From milkshake staples like banana, strawberry, and honey vanilla, to unique flavours such as ‘Maple Cinnamon’ and ‘Mixed Berry’, Kefir Culture whips up some delicious gut-friendly milkshakes. 


The products are distributed across Mumbai and neighbouring districts through in-house reefer vans, and are sold directly to the customers at home, or can be ordered online through their website. One can also opt for subscription models on their website.


Milking the gut health market

                  

The demand for probiotics is growing globally, thanks to rising health awareness. According to TechSci research, the probiotic market in India will grow at a Compound Annual Growth Rate (CAGR) of 19.8 percent by 2020. 


Currently bootstrapped, Kefir Culture has a recurring customer base of 70 percent. Its natural flavoured shake is priced at Rs 89 per bottle, and other flavours are priced at Rs 99. It follows the markup revenue model, and the products are sold both through retail stores and directly to the customers. However, the founders claim their revenue is higher when sold directly to its customers.


In February this year, Kefir Culture’s monthly sales crossed Rs 2,50,000, and it is targeting sales of around Rs 7,50,000 by the end of the next six months. For the remaining months of the calendar year, its projected growth rate is 40-45 percent. By next financial year, the owners say they will be looking at external funding.

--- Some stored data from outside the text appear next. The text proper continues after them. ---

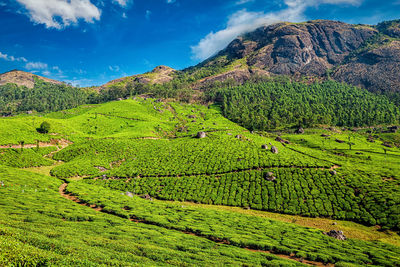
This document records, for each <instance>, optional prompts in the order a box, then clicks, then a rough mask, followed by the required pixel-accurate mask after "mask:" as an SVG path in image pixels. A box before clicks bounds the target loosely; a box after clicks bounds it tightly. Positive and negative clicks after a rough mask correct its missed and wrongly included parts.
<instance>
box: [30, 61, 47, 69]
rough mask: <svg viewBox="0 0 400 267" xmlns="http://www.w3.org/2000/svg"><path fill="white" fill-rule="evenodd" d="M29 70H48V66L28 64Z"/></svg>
mask: <svg viewBox="0 0 400 267" xmlns="http://www.w3.org/2000/svg"><path fill="white" fill-rule="evenodd" d="M25 68H26V69H27V70H43V69H47V68H48V65H47V64H46V63H43V62H28V63H26V64H25Z"/></svg>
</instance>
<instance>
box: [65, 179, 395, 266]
mask: <svg viewBox="0 0 400 267" xmlns="http://www.w3.org/2000/svg"><path fill="white" fill-rule="evenodd" d="M67 190H68V191H69V192H71V193H73V194H75V195H77V196H78V198H79V199H81V200H83V201H84V202H86V203H89V204H94V205H97V206H100V207H102V208H103V210H104V211H106V212H109V213H113V214H117V215H119V216H121V217H126V218H134V219H137V220H139V221H144V222H146V223H149V224H154V225H158V226H161V227H164V228H167V229H176V230H179V231H189V232H192V233H195V234H197V235H201V236H204V237H208V238H211V239H218V240H225V241H227V242H228V243H229V244H231V245H233V246H237V247H247V248H252V249H260V250H268V251H274V252H276V253H282V254H287V255H290V254H295V255H297V256H298V257H302V258H306V259H309V260H317V261H320V262H324V263H328V262H331V263H339V264H338V266H339V265H340V264H343V263H354V264H359V265H364V264H374V265H386V266H391V265H392V266H394V265H397V264H400V257H399V253H400V250H399V248H398V247H395V246H391V245H386V244H383V243H380V242H377V243H375V242H364V241H359V240H347V241H338V240H336V239H333V238H331V237H327V236H325V235H323V234H322V232H321V231H318V230H314V229H310V228H304V227H299V226H294V225H291V224H288V223H282V222H279V221H274V220H269V219H265V218H260V217H257V216H248V215H243V214H238V213H234V212H222V211H215V210H207V209H204V208H196V207H192V206H184V205H179V204H174V203H163V202H158V201H155V202H154V201H149V200H144V199H141V198H139V197H133V198H129V197H128V196H123V194H122V195H121V194H119V193H118V192H116V191H114V190H108V189H104V188H103V187H100V186H93V185H92V186H88V185H87V184H86V183H82V182H73V183H71V184H70V185H69V186H68V188H67Z"/></svg>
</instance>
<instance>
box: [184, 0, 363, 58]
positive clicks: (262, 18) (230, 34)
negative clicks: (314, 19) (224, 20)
mask: <svg viewBox="0 0 400 267" xmlns="http://www.w3.org/2000/svg"><path fill="white" fill-rule="evenodd" d="M241 1H246V0H241ZM241 1H239V2H241ZM361 2H362V0H284V3H285V5H286V6H287V7H286V8H285V9H283V10H279V11H275V12H269V13H264V12H249V11H247V10H245V9H243V10H240V11H238V12H236V13H234V14H233V15H231V16H230V17H229V18H228V23H227V26H226V28H225V29H223V30H220V31H217V32H215V33H214V32H210V33H209V34H208V35H206V36H205V37H204V38H203V39H201V40H200V42H199V43H198V44H197V45H195V46H192V47H191V49H192V54H193V58H194V59H200V60H204V59H207V58H209V57H210V56H213V55H214V54H215V53H217V52H218V51H220V50H222V49H224V48H225V47H226V46H227V45H228V44H229V43H230V42H231V41H232V40H233V39H234V38H236V37H237V36H240V35H242V34H244V33H246V32H250V31H253V30H255V29H257V28H259V27H261V26H263V25H270V24H273V23H277V22H281V21H291V22H298V21H302V20H305V16H304V11H305V10H306V9H307V7H310V6H318V5H320V4H350V5H359V4H361Z"/></svg>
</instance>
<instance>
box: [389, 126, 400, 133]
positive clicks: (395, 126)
mask: <svg viewBox="0 0 400 267" xmlns="http://www.w3.org/2000/svg"><path fill="white" fill-rule="evenodd" d="M399 129H400V127H399V126H391V127H388V130H389V131H390V132H391V133H396V132H397V131H398V130H399Z"/></svg>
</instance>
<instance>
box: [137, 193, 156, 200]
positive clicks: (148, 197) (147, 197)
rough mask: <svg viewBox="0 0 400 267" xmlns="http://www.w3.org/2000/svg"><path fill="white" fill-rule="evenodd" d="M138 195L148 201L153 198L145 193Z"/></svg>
mask: <svg viewBox="0 0 400 267" xmlns="http://www.w3.org/2000/svg"><path fill="white" fill-rule="evenodd" d="M140 197H141V198H143V199H146V200H150V201H152V200H153V198H152V197H151V196H150V195H149V194H145V195H143V196H140Z"/></svg>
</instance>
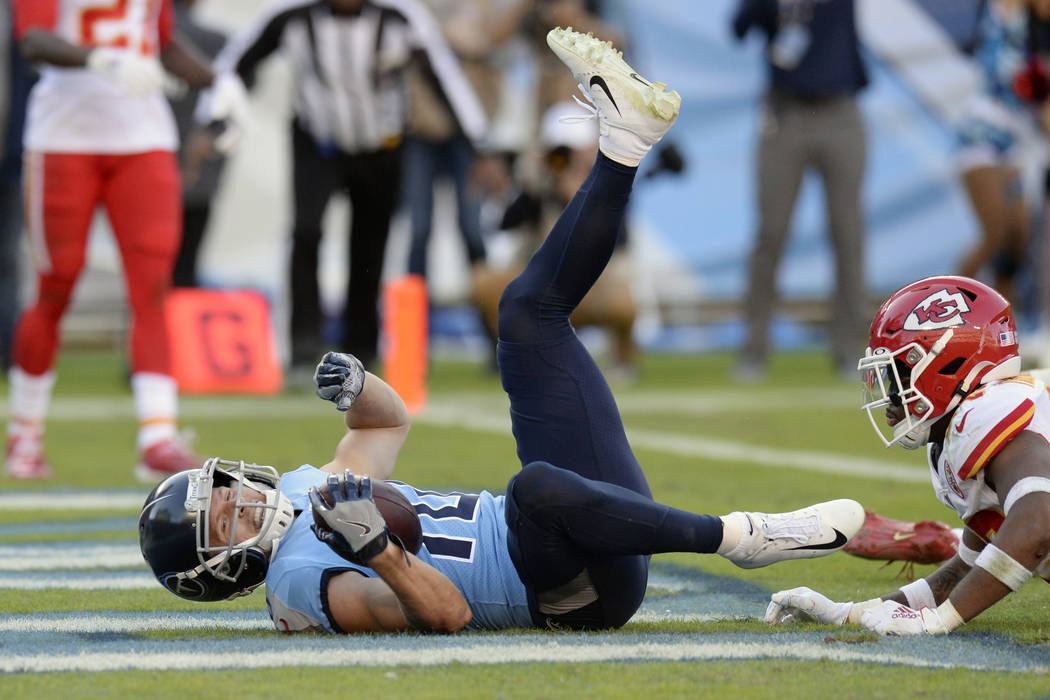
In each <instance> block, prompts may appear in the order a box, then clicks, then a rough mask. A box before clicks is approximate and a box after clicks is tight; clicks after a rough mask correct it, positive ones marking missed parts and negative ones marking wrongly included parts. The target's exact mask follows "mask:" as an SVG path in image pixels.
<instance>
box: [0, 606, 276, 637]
mask: <svg viewBox="0 0 1050 700" xmlns="http://www.w3.org/2000/svg"><path fill="white" fill-rule="evenodd" d="M162 630H176V631H177V630H206V631H214V630H243V631H252V630H262V631H269V630H273V622H271V621H270V619H269V618H267V616H266V613H265V612H262V611H250V612H247V613H234V612H218V613H197V612H193V613H187V612H165V611H158V612H151V613H79V614H74V615H70V614H69V613H51V614H41V615H6V616H0V632H31V633H34V634H47V633H50V634H55V633H59V634H82V633H85V632H98V633H110V634H128V633H132V632H156V631H162Z"/></svg>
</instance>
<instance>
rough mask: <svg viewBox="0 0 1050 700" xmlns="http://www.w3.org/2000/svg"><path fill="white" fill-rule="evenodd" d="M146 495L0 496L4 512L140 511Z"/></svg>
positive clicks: (80, 493) (98, 491)
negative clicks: (96, 510)
mask: <svg viewBox="0 0 1050 700" xmlns="http://www.w3.org/2000/svg"><path fill="white" fill-rule="evenodd" d="M148 493H149V491H142V492H141V493H140V492H130V491H123V492H122V491H93V490H92V491H87V490H85V491H68V490H61V491H7V492H3V493H0V511H5V510H48V511H66V510H135V511H138V510H140V509H141V508H142V506H143V504H144V503H145V502H146V495H147V494H148Z"/></svg>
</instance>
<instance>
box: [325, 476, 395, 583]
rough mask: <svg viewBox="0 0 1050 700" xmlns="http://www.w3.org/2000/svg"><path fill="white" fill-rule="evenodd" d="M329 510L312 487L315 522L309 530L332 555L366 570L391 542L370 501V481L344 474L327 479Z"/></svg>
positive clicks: (383, 526) (366, 477)
mask: <svg viewBox="0 0 1050 700" xmlns="http://www.w3.org/2000/svg"><path fill="white" fill-rule="evenodd" d="M327 490H328V495H329V499H330V500H331V503H332V505H331V506H330V505H329V503H328V502H325V500H324V497H323V496H322V495H321V493H320V491H319V490H318V489H317V487H316V486H314V487H311V489H310V492H309V495H310V506H311V509H312V511H313V516H314V522H313V524H311V526H310V529H311V530H313V531H314V535H315V536H316V537H317V538H318V539H320V540H321V542H322V543H324V544H325V545H328V546H329V547H330V548H331V549H332V551H334V552H335V553H336V554H338V555H339V556H341V557H342V558H344V559H346V560H348V561H352V563H354V564H357V565H360V566H367V563H369V561H370V560H371V559H372V558H373V557H375V556H376V555H377V554H380V553H381V552H382V551H383V550H384V549H386V545H387V543H388V542H390V531H388V530H387V528H386V521H384V519H383V516H382V515H381V514H380V513H379V509H378V508H376V504H375V502H374V501H373V500H372V480H371V479H369V478H367V476H361V478H360V479H355V478H354V474H353V473H351V472H350V471H346V472H345V473H344V474H343V475H342V476H339V475H337V474H332V475H330V476H329V479H328V485H327Z"/></svg>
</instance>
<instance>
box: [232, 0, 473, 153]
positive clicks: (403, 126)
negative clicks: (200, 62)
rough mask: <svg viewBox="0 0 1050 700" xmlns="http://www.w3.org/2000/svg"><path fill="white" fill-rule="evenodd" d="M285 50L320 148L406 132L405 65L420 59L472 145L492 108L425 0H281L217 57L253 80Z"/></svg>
mask: <svg viewBox="0 0 1050 700" xmlns="http://www.w3.org/2000/svg"><path fill="white" fill-rule="evenodd" d="M274 51H280V52H281V55H283V56H285V57H286V58H287V59H288V60H289V61H290V62H291V64H292V68H293V75H294V83H295V86H294V89H295V105H294V110H295V115H296V119H297V121H298V123H299V125H300V126H301V127H302V128H303V129H306V130H307V131H308V132H309V133H310V134H311V135H312V136H313V137H314V140H315V141H316V142H317V143H318V145H320V146H334V147H336V148H338V149H339V150H341V151H343V152H345V153H362V152H370V151H376V150H380V149H382V148H386V147H390V146H392V145H393V144H396V143H397V142H398V141H399V140H400V136H401V135H402V134H403V133H404V129H405V121H406V118H407V112H408V105H407V103H406V101H407V93H406V90H405V86H404V80H403V69H404V68H405V67H406V66H407V64H408V63H409V62H411V61H412V60H414V59H416V58H418V59H421V60H422V61H423V67H424V73H426V75H428V76H429V77H430V78H432V79H433V80H434V81H435V83H436V86H437V87H438V93H439V94H442V96H444V99H445V100H446V101H447V103H448V106H449V107H450V111H451V113H453V114H454V115H455V118H456V120H457V122H458V124H459V127H460V129H461V130H462V131H463V133H464V134H465V135H466V136H467V137H469V139H470V140H471V141H472V142H475V143H478V142H480V141H481V140H482V139H483V137H484V134H485V128H486V123H485V112H484V110H483V108H482V105H481V103H480V101H479V100H478V97H477V94H476V93H475V91H474V88H472V87H471V85H470V83H469V82H468V81H467V79H466V77H465V76H464V73H463V71H462V70H461V69H460V66H459V63H458V61H457V59H456V57H455V56H454V55H453V52H451V50H450V49H449V48H448V45H447V43H446V42H445V40H444V37H443V36H442V34H441V29H440V27H439V26H438V23H437V22H436V20H435V19H434V17H433V16H432V15H430V14H429V10H428V9H426V7H424V6H423V5H422V4H420V2H418V1H417V0H365V2H363V3H362V5H361V8H360V9H359V10H358V12H356V13H338V12H336V10H334V9H333V8H332V6H331V5H330V4H329V3H328V1H327V0H280V1H279V2H277V3H275V4H274V5H272V6H271V8H270V9H269V12H267V13H266V14H265V15H264V16H262V17H261V18H260V19H259V20H257V21H256V22H255V23H254V25H253V26H251V27H249V28H248V29H247V30H246V31H244V33H243V34H240V35H239V36H237V37H235V38H234V39H232V40H231V41H230V42H229V43H228V44H227V46H226V47H225V48H224V49H223V52H222V54H220V55H219V56H218V58H217V59H216V68H218V69H219V70H231V69H232V70H236V72H237V73H238V75H239V76H240V79H241V80H243V81H244V82H245V84H246V85H248V86H249V87H250V86H251V85H252V83H253V81H254V78H255V71H256V69H257V67H258V65H259V63H260V62H261V61H264V60H265V59H266V58H267V57H269V56H270V55H272V54H273V52H274Z"/></svg>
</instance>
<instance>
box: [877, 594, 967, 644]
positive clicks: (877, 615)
mask: <svg viewBox="0 0 1050 700" xmlns="http://www.w3.org/2000/svg"><path fill="white" fill-rule="evenodd" d="M860 623H861V624H863V625H864V627H865V628H867V629H868V630H871V631H873V632H878V633H879V634H885V635H891V636H901V637H902V636H905V635H917V634H948V628H947V627H946V625H945V623H944V620H942V619H941V615H940V613H938V612H937V610H934V609H933V608H923V609H922V610H912V609H911V608H908V607H907V606H905V604H904V603H902V602H897V601H895V600H885V601H883V602H882V604H879V606H876V607H875V608H869V609H868V610H865V611H864V614H863V615H861V616H860Z"/></svg>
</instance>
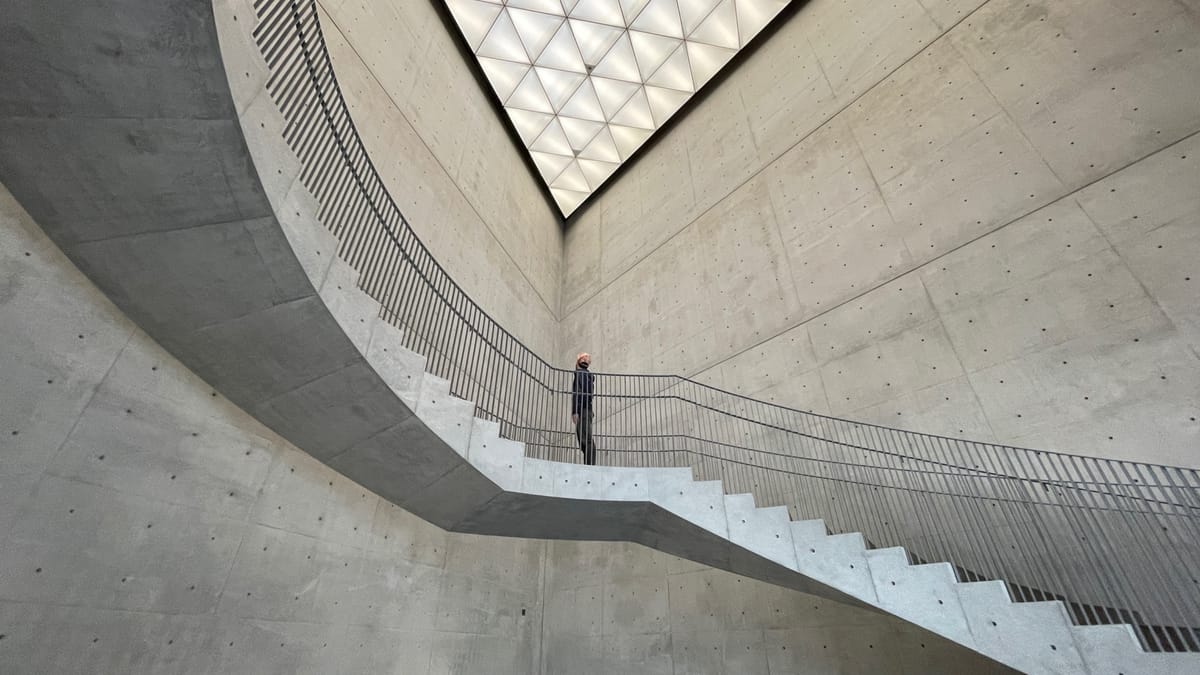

Kefir Culture competes with MO’s Superfoods. Other players operating in the milkshake market include Keventers, Frozen Bottles, etc.


“Our immediate plan is to build category awareness and educate about kefir and its benefits through numerous touchpoints - including, but not limited to PR, affiliate programmes via nutritionists and doctors, trade shows and pop-ups, etc. In our opinion, the category comes first and if we grow the category, the product and brand is likely to grow with it,” says Aakanksha.


Kefir Culture’s main goal is to cover the whole of Maharashtra by next quarter. It is also planning to branch out to Delhi and Bengaluru by the end of this year.